Recent Trump Testimonies

In President Trump’s civil fraud cast in New York last fall, he took the witness stand for a lengthy testimony. State attorneys found him a difficult witness to cross-examine, as President Trump often gave long, descriptive responses extolling the virtues of his various properties when asked simple questions about certain property valuations.

The trial court judge reprimanded prosecutors at first, saying they should ask more direct questions, but soon lost his patience with President Trump as well. He ordered defense attorneys to “control your client” and President Trump’s testimony only became more expansive from there. By the end of his testimony, he was echoing remarks he tended to make outside the courtroom, arguing the case was election interference brought by his political opponents, and criticizing the judge and attorney general for their participation.

In January, President Trump went to trial in another civil case, brought by writer E. Jean Carroll alleging defamation. President Trump said at a press conference that his attorneys in the first case brought by Ms. Carroll had advised him not to attend or testify as it would be “beneath” him, and claimed the judge was extremely “hostile” in his absence.

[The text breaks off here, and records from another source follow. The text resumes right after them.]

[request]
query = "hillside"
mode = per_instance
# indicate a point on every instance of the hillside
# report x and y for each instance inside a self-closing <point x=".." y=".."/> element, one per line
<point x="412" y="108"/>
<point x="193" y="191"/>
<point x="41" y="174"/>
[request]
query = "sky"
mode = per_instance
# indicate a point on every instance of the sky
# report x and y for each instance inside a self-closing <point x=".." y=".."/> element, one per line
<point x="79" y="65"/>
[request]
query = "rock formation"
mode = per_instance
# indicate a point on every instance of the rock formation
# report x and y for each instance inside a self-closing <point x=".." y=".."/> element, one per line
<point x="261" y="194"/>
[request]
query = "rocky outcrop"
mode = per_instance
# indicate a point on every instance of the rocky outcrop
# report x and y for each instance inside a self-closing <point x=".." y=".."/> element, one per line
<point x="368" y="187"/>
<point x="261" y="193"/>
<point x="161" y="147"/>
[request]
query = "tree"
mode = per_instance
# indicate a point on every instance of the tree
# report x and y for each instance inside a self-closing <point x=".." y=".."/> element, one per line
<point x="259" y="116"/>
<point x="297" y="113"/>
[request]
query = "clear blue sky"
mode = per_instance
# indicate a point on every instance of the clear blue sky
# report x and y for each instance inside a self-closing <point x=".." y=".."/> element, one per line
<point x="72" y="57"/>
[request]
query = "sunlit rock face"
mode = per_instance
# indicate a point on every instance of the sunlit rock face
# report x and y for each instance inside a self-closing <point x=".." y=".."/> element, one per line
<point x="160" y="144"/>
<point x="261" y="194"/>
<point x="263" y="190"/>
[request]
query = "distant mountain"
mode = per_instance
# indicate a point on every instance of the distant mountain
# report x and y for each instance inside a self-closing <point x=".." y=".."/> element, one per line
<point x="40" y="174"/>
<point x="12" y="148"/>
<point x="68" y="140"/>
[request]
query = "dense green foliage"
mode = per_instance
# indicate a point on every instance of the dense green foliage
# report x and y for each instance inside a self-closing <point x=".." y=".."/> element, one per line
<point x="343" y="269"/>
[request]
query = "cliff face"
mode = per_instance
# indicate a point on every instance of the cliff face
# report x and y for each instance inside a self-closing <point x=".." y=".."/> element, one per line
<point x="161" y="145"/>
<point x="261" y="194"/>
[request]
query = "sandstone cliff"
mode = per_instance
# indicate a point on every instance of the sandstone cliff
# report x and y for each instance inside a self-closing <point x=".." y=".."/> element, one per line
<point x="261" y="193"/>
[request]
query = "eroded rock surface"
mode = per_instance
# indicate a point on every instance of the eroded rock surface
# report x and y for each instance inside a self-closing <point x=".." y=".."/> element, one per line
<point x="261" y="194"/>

He testified for just a few minutes, tersely answer “yes” when asked if he stood by his comments describing the accusations as a “hoax.” Asked if he intended to incite people to harm Ms. Carroll with his statements, President Trump answered, “No, I just wanted to defend myself, my family.” He intended to elaborate on his answer, but the judge struck everything after “no” from the record.

The federal judge, who had warned President Trump he would be excluded from the trial if he continued to comment, set strict limitations on what President Trump would be allowed to cover before allowing him on the witness stand. He ruled that since a previous case brought by Ms. Carroll had already determined President Trump was liable for defamation and sexual battery, President Trump would not be allowed to dispute claims of defamation and sexual assault.

If President Trump takes the witness stand in his criminal case, prosecutors have stated they plan to ask President Trump about his civil case verdicts that found him liable for fraud and defamation, as well as his repeated violation of a gag order. Justice Merchan limited prosecutors from eliciting testimony about the sexual battery verdict or a lawsuit President Trump filed against Hillary Clinton which a judge dismissed as “frivolous.”

Prosecutors have said they will make President Trump’s credibility as a witness the center of the case if he decides to take the witness stand.

As it stands, Mr. Cohen’s testimony has formed the foundation of the case so far, as the only prosecution witness who has shared personal knowledge of President Trump’s knowledge and involvement in Mr. Cohen’s $130,000 payment to adult actress Stephanie Clifford (Stormy Daniels) for the exclusive rights to her story about an alleged affair. Other witnesses had testifies that President Trump indeed reviewed and signed these checks, but could not speak to his motives.

Prosecutors allege that the 11 checks cut to Mr. Cohen and their corresponding invoices and vouchers, which constitute the 34 falsified business records, where created to cover up a payment meant to influence the 2016 presidential election. They are alleging President Trump was part of a conspiracy to influence a federal election, which would increase the falsified records charges from misdemeanors to felonies. This is a novel legal theory, and the verdict may turn on the judge’s interpretation of several laws together.

Before the jury deliberates, Justice Merchan will hold a charge conference, and advise jurors on the correct interpretation of the law, and make sure all jurors understand the legal issues at hand.